In the second order, the Court held that a payments to the Debtor’s suppliers were made in the ordinary course of business pursuant to 11 U.S.C. § 364(a) and were for the actual and necessary expenses of preserving the estate. As "[p]ayroll taxes are an essential cost of conducting business ... it should never be ordinary or customary for an agent of a debtor to personally provide for their payment." Accordingly, a $15,000 loan to the Debtor for payment of payroll taxes was not allowed as an administrative expense.

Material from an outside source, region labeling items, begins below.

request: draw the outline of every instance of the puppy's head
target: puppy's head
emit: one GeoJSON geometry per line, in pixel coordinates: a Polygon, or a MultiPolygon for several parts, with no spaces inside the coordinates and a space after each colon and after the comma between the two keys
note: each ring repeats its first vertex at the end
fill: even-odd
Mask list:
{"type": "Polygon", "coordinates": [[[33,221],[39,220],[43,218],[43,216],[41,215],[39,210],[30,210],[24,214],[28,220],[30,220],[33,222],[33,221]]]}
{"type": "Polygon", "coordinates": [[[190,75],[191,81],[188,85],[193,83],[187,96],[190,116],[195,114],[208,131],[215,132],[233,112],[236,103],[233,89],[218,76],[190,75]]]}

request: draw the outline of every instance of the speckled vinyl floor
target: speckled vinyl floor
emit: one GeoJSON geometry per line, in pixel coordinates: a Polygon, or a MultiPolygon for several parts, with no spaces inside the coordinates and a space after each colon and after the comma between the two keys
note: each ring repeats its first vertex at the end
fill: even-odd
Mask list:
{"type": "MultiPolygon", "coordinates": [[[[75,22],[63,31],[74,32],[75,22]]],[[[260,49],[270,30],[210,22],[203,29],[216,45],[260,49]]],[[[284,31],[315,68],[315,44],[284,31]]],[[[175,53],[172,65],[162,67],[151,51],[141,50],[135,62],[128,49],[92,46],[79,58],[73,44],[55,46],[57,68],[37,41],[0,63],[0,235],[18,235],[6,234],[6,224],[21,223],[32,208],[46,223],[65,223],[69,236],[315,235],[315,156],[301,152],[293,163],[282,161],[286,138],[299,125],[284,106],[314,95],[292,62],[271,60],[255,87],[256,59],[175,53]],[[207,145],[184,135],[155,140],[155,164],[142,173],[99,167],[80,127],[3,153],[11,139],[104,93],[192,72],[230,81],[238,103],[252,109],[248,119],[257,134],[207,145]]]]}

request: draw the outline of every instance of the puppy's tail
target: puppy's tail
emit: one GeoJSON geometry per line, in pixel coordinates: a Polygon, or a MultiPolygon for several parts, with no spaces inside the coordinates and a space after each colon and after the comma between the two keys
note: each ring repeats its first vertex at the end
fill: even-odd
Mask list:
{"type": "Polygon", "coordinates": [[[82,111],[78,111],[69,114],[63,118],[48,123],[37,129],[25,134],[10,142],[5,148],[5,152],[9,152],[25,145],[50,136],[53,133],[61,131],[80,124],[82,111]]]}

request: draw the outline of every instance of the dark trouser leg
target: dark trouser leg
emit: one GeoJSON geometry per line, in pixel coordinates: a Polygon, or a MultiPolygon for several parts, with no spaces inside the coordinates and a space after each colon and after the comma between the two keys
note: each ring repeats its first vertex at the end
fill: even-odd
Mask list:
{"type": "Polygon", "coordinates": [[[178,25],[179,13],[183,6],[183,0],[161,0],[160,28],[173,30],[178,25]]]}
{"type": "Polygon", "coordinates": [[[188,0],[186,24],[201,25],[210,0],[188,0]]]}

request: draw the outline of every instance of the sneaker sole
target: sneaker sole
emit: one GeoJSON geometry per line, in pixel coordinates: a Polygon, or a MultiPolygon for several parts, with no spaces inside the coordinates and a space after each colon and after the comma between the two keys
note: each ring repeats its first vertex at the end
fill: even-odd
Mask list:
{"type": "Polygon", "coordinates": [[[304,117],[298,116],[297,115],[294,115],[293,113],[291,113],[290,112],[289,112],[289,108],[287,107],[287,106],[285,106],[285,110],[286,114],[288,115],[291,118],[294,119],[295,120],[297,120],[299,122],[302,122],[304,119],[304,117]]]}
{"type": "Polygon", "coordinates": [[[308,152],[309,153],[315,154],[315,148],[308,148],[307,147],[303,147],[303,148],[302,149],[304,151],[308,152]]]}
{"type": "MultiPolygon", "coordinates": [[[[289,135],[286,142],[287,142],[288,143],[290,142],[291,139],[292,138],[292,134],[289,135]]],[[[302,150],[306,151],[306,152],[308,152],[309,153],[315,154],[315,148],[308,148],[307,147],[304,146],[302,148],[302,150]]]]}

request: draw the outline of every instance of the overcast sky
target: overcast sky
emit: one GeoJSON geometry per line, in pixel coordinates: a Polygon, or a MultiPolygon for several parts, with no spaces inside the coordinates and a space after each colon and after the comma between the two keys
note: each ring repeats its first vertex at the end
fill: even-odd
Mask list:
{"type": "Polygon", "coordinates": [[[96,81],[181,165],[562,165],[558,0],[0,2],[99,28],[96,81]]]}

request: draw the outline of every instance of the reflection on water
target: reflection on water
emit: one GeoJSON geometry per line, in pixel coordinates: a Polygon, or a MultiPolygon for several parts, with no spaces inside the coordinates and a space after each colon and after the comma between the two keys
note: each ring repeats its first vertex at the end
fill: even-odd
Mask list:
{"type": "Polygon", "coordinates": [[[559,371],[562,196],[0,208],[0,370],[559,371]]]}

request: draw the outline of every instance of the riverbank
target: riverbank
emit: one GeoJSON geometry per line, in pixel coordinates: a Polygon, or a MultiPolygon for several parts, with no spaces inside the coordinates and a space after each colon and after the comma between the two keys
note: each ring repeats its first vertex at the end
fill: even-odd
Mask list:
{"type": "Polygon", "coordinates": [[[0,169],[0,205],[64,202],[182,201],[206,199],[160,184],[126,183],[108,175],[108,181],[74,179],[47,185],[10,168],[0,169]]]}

Lastly, the Court allowed a claim by the General Manager for wages as an administrative expense, finding that compensation for his services was an actual and necessary expense for preserving the bankruptcy estate. That notwithstanding, the Court reduced his claim by 50%, finding that the General Manager has provided no evidence of wages received or hours worked. The failure of the re-organization also weighed against him.
It would seem that it would be prudent for salaried employees of corporations in Chapter 11 to maintain hourly billing records, similar to attorneys, if they hope to be compensated if the business later fails to re-organize.